Um site francês que oferece serviços de faxineiras que usam roupas sexy está provocando polêmica no país. Prefeitos e associações pediram a proibição do site, alegando que ele representa “um insulto à imagem das mulheres”.

O site Sensual Clean Service oferece à clientela masculina serviços que têm como única finalidade “a limpeza da casa e o divertimento visual”. O site mostra imagens de mulheres com espanadores ou ferros de passar roupa usando saias ultracurtas, decotes, lingerie e salto alto.

As faxineiras que realizam esse serviço, chamadas de “lady clean”, cobram 75 euros (cerca de R$ 170) por hora de trabalho, cerca de cinco vezes mais do que as tarifas, pagas também por hora, a profissionais que fazem limpeza em Paris.

“Nossas Lady Clean tiram o pó, passam o aspirador, arrumam a cama, varrem e podem ser úteis para pequenas tarefas comuns”, diz o site, afirmando ainda propor “os serviços de uma faxina impecável, acompanhados de um intenso toque de sensualidade”.

Sem direito a toque

O criador do site, Johann Blazy, de 29 anos, afirma que os serviços oferecidos por sua empresa não são de prostituição.

“Está escrito no contrato que os clientes não têm direito de tocar a lady clean nem filmá-las”, afirmou Blazy ao jornal Le Parisien.

A “lady clean” é “sociável, divertida e muito sexy.
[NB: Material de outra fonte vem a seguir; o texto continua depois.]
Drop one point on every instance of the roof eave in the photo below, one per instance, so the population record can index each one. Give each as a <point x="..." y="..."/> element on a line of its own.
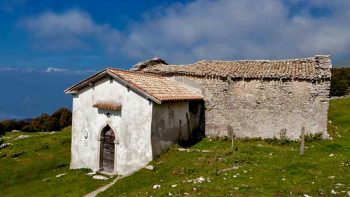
<point x="136" y="89"/>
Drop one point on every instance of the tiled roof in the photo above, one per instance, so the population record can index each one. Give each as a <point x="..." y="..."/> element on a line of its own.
<point x="305" y="68"/>
<point x="155" y="87"/>
<point x="159" y="87"/>
<point x="107" y="105"/>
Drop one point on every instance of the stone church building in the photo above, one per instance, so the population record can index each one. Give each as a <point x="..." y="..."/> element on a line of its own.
<point x="123" y="119"/>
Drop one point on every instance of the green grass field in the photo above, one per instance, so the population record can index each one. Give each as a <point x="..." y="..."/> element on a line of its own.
<point x="254" y="168"/>
<point x="29" y="167"/>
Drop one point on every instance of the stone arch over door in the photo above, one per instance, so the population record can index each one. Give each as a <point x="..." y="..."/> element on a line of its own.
<point x="107" y="149"/>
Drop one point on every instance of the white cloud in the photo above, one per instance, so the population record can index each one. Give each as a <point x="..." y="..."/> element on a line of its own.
<point x="11" y="5"/>
<point x="206" y="29"/>
<point x="67" y="71"/>
<point x="53" y="69"/>
<point x="5" y="69"/>
<point x="71" y="30"/>
<point x="241" y="29"/>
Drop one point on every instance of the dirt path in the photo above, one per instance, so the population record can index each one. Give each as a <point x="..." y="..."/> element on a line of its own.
<point x="103" y="188"/>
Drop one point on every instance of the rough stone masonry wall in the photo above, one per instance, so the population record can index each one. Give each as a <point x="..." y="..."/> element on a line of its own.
<point x="262" y="108"/>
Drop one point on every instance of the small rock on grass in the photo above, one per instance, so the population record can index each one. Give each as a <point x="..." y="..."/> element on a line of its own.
<point x="149" y="167"/>
<point x="22" y="137"/>
<point x="91" y="173"/>
<point x="99" y="177"/>
<point x="59" y="175"/>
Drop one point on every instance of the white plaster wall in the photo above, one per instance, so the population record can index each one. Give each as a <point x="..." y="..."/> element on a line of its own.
<point x="169" y="126"/>
<point x="132" y="127"/>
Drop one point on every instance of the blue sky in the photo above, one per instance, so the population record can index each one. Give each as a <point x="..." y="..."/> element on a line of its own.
<point x="56" y="43"/>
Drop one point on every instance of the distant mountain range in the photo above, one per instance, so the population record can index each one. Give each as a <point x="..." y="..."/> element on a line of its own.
<point x="28" y="93"/>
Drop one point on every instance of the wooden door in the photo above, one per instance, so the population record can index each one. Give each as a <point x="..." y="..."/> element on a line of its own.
<point x="108" y="151"/>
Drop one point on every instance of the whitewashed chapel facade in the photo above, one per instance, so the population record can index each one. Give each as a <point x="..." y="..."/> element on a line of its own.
<point x="122" y="119"/>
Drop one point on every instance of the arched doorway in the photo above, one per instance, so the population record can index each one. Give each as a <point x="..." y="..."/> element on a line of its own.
<point x="107" y="149"/>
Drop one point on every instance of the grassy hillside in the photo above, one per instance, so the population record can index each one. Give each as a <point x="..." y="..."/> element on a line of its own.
<point x="30" y="165"/>
<point x="253" y="168"/>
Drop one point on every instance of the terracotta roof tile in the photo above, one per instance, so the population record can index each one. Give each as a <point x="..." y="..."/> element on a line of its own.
<point x="107" y="105"/>
<point x="304" y="68"/>
<point x="159" y="87"/>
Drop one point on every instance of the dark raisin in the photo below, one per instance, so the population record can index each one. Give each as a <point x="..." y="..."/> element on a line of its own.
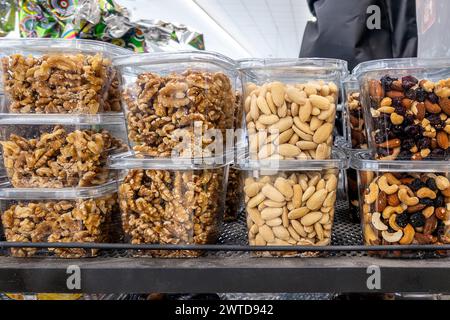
<point x="411" y="94"/>
<point x="402" y="220"/>
<point x="431" y="184"/>
<point x="439" y="201"/>
<point x="409" y="82"/>
<point x="408" y="144"/>
<point x="424" y="143"/>
<point x="400" y="110"/>
<point x="412" y="130"/>
<point x="408" y="120"/>
<point x="417" y="220"/>
<point x="421" y="95"/>
<point x="426" y="201"/>
<point x="433" y="97"/>
<point x="416" y="184"/>
<point x="404" y="155"/>
<point x="386" y="82"/>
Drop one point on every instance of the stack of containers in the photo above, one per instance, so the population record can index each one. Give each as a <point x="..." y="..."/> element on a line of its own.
<point x="179" y="115"/>
<point x="60" y="120"/>
<point x="355" y="140"/>
<point x="290" y="172"/>
<point x="404" y="180"/>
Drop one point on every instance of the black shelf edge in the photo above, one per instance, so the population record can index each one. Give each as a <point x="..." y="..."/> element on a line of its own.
<point x="225" y="274"/>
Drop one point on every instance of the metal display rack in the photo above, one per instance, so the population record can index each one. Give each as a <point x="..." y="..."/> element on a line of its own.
<point x="230" y="266"/>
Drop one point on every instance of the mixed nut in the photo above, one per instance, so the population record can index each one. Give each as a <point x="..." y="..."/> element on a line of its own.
<point x="405" y="208"/>
<point x="290" y="121"/>
<point x="410" y="118"/>
<point x="357" y="128"/>
<point x="172" y="207"/>
<point x="59" y="157"/>
<point x="291" y="208"/>
<point x="163" y="110"/>
<point x="83" y="220"/>
<point x="59" y="83"/>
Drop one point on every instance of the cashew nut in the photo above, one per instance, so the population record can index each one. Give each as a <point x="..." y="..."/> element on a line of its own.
<point x="405" y="198"/>
<point x="393" y="223"/>
<point x="425" y="192"/>
<point x="408" y="235"/>
<point x="388" y="211"/>
<point x="377" y="223"/>
<point x="385" y="187"/>
<point x="372" y="196"/>
<point x="392" y="237"/>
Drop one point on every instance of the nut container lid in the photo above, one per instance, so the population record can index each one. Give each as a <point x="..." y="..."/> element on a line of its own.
<point x="110" y="118"/>
<point x="364" y="160"/>
<point x="429" y="68"/>
<point x="159" y="58"/>
<point x="338" y="160"/>
<point x="134" y="160"/>
<point x="7" y="192"/>
<point x="45" y="46"/>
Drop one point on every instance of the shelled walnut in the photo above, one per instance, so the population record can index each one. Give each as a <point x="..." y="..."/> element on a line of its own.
<point x="59" y="158"/>
<point x="172" y="207"/>
<point x="164" y="109"/>
<point x="83" y="220"/>
<point x="58" y="83"/>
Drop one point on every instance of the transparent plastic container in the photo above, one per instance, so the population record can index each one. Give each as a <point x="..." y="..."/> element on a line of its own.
<point x="166" y="203"/>
<point x="179" y="104"/>
<point x="290" y="107"/>
<point x="291" y="203"/>
<point x="58" y="215"/>
<point x="55" y="151"/>
<point x="59" y="76"/>
<point x="403" y="203"/>
<point x="406" y="107"/>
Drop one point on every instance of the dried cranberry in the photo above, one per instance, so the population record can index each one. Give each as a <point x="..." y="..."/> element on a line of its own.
<point x="423" y="143"/>
<point x="433" y="97"/>
<point x="411" y="94"/>
<point x="386" y="82"/>
<point x="408" y="82"/>
<point x="431" y="184"/>
<point x="421" y="94"/>
<point x="439" y="201"/>
<point x="417" y="220"/>
<point x="402" y="220"/>
<point x="408" y="143"/>
<point x="412" y="130"/>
O que pedir mais?”, diz o site.

A empresa provocou indignação em particular entre autoridades do sexo feminino e organizações feministas. “É escandaloso, consternador e sexista”, afirma em um comunicado a prefeita de Vénissieux, nos arredores de Lyon.

A prefeita-adjunta de Montpellier, Françoise Prunier, diz que a Sensual Clean Service “faz uma mercantilização inaceitável das mulheres”.

A diretora da associação Osez le Féminisme (Ouse o Feminismo) lançou um alerta contra “a multiplicação de sites que exploram e degradam a imagem das mulheres para se tornar conhecidos”.

‘Degradação feminina’

A empresa, sediada em Toulouse, no sudoeste da França, foi criada há algumas semanas e já oferece serviços em Paris, Lyon, Bordeaux (também no sudoeste), Montpellier (no sul) e Lille (no norte do país).

“Nossa ideia é nova, talvez ela provoque inveja. Há inúmeras empresas que propõem strip-teases a domicílio, em aniversários, e não são alvo de polêmica”, diz Blazy.

Ele conta ter tido a ideia do site ao ouvir um amigo dizer que preferia “que uma mulher de biquíni viesse fazer faxina na sua casa”.

“Ele ousa explorar a miséria feminina de estudantes e mulheres desempregadas que buscam uma fonte de renda”, afirma a prefeita de Vénissieux.

Ao que tudo indica, os serviços, apesar da polêmica, estariam fazendo sucesso.

O site indica que “em razão da forte demanda”, Lara, “lady clean” de Paris, não está disponível atualmente e informa que as reservas dessa faxineira só podem ser feitas a partir de 21 de fevereiro.